I don't remember how it turned out, probably not that great because I?  am not known for my culinary expertise, is what I'm saying.


I'm sure you're thinking this post has to do with Valentine's Day and that I tried to be all romantic by cooking a meal for TheManTheMyth but you'd be wrong with that thought process.


TheManTheMyth and I, old-fashioned romantics that we aren't, celebrate Valentine's Day the same way we celebrate August 27:  we don't.







Sunday, February 13, 2011

The waiting is the hardest part

27 years ago, I was at work, busily ringing folks up as a cashier at our local Gemco when I happened to notice my dad and my boss standing there.  My boss told me to take a break because my dad needed to talk to me.  And my dad told me that my fiance "G," who had been in declining health and had been in the hospital for 2 months at that point, had had a massive stroke and was brain dead.  So I go home and I sit there and wait for the call from G's parents telling me it was all over.

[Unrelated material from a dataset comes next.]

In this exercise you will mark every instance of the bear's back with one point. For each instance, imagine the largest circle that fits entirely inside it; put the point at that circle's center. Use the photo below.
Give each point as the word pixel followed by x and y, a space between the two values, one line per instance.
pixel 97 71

And I wait.  And I wait.  And I wait.  The next day, it was my Grandparents who came and told me that G had died after a hard fought battle that included dialysis, 2 kidney transplants, multiple strokes in the last year of his life, the removal of his spleen and a last minute diagnoses of diabetes before his body finally called it quits at the age of 24.

Yesterday morning, my brother in law called to let us know that my mother in law had been rushed to the hospital with pneumonia and a urinary infection.  He said it wasn't looking good and to be prepared.   My MIL was diagnosed with Alzheimer's about 10 years ago and has become little more than an adult size newborn in the last few months. 

Last night BIL calls and tells me that it will only be a matter of hours now.  Too much fluid in her lungs and brain, her heart rate has plummeted, her blood pressure is almost at a standstill and she struggles to breathe with lungs filled with fluid.  And because she had made out her living will before she became incapacitated, BIL tells me no lifesaving measures will be made.  The only thing the hospital will do is administer pain meds and make her as comfortable as possible. 

And just like when my father in law died, TheManTheMyth is out in the desert in an area where there is no cellphone service.  That time, we came home to dozens of hysterical voice mails from family members.


Once again, I sit and wait for THAT phone call.


And the waiting is the hardest part.